Roadmap Update

KillianLucas · web-flow · commit 703f27c812a5 · 2024-05-04T13:55:22.000-07:00
diff --git a/docs/ROADMAP.md b/docs/ROADMAP.md
@@ -1,26 +1,16 @@
 # Roadmap
 
 ## Documentation
-
-
 - [ ] Work with Mintlify to translate docs. How does Mintlify let us translate our documentation automatically? I know there's a way.
 - [ ] Better comments throughout the package (they're like docs for contributors)
 - [ ] Show how to replace interpreter.llm so you can use a custom llm
-- [ ] Show how to replace interpreter.computer or add to interpreter.computer.languages for like, e2b execution, remote execution, new programming languages, etc.
 
 ## New features
-
 - [ ] Figure out how to get OI to answer to user input requests like python's `input()`. Do we somehow detect a delay in the output..? Is there some universal flag that TUIs emit when they expect user input? Should we do this semantically with embeddings, then ask OI to review it and respond..?
-- [ ] Multi-line input. Probably use `textual`
 - [ ] Placeholder text that gives a compelling example OI request. Probably use `textual`
 - [ ] Everything else `textual` offers, like could we make it easier to select text? Copy paste in and out? Code editing interface?
 - [ ] Let people edit the code OI writes. Could just open it in the user's preferred editor. Simple. [Full description of how to implement this here.](https://github.com/KillianLucas/open-interpreter/pull/830#issuecomment-1854989795)

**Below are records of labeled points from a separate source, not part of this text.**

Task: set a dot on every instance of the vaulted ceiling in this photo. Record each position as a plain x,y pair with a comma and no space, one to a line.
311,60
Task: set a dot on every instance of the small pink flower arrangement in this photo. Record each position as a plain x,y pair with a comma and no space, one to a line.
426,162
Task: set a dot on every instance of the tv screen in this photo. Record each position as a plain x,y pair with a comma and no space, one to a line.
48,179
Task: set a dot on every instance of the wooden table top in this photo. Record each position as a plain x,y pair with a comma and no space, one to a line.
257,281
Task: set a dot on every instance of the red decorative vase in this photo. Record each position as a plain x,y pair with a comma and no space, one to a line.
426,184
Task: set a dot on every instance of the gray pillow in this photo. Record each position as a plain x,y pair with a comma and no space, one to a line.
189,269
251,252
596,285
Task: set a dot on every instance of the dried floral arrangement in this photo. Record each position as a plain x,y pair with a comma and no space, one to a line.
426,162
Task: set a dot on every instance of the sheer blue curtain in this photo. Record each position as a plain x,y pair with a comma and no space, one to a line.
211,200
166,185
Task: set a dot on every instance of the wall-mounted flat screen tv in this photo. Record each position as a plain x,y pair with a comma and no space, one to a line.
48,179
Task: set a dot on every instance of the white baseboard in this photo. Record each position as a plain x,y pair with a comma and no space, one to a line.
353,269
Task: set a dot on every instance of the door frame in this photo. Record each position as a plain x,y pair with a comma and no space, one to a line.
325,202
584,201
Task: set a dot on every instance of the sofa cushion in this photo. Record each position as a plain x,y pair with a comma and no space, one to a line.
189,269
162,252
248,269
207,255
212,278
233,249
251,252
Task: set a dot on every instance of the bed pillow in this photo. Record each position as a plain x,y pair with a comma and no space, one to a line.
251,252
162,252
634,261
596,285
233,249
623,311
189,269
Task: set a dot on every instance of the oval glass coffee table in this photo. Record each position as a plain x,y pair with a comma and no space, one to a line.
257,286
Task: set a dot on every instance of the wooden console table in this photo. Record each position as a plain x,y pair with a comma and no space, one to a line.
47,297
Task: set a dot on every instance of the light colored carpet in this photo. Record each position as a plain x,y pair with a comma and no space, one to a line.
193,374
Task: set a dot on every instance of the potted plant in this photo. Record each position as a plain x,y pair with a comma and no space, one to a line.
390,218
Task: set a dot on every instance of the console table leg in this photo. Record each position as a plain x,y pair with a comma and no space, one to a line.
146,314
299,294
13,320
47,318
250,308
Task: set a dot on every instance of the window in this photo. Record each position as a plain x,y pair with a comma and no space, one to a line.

 - [ ] Display images in the terminal interface
-- [ ] Add anonymous, opt-in data collection → open-source dataset, like `--contribute_conversations`
-  - [ ] Make that flag send each message to server
-  - [ ] Set up receiving replit server
-  - [ ] Add option to review and send previous conversations, use some PII redaction package then too
-  - [ ] Make the messaging really strong re: "We will be saving this, we will redact PII, we will open source the dataset so we (and others) can train code interpreting models"
 - [ ] There should be a function that just renders messages to the terminal, so we can revive conversation navigator, and let people look at their conversations
 - [ ] ^ This function should also render the last like 5 messages once input() is about to be run, so we don't get those weird stuttering `rich` artifacts
 - [ ] Let OI use OI, add `interpreter.chat(async=True)` bool. OI can use this to open OI on a new thread
@@ -29,14 +19,8 @@
   - [ ] If `interpreter.functions != []`:
     - [ ] set `interpreter.computer.languages` to only use Python
     - [ ] Use regex to ensure the output of code blocks conforms to just using those functions + other python basics
-- [x] Allow for custom llms (to be stored in `interpreter.llm`) which conform to some class
-  - [x] Has attributes `.supports_functions`, `.supports_vision`, and `.context_window`
 - [ ] (Maybe) Allow for a custom embedding function (`interpreter.embed` or `computer.ai.embed`) which will let us do semantic search
 - [ ] (Maybe) if a git is detected, switch to a mode that's good for developers, like showing nested file structure in dynamic system message, searching for relevant functions (use computer.files.search)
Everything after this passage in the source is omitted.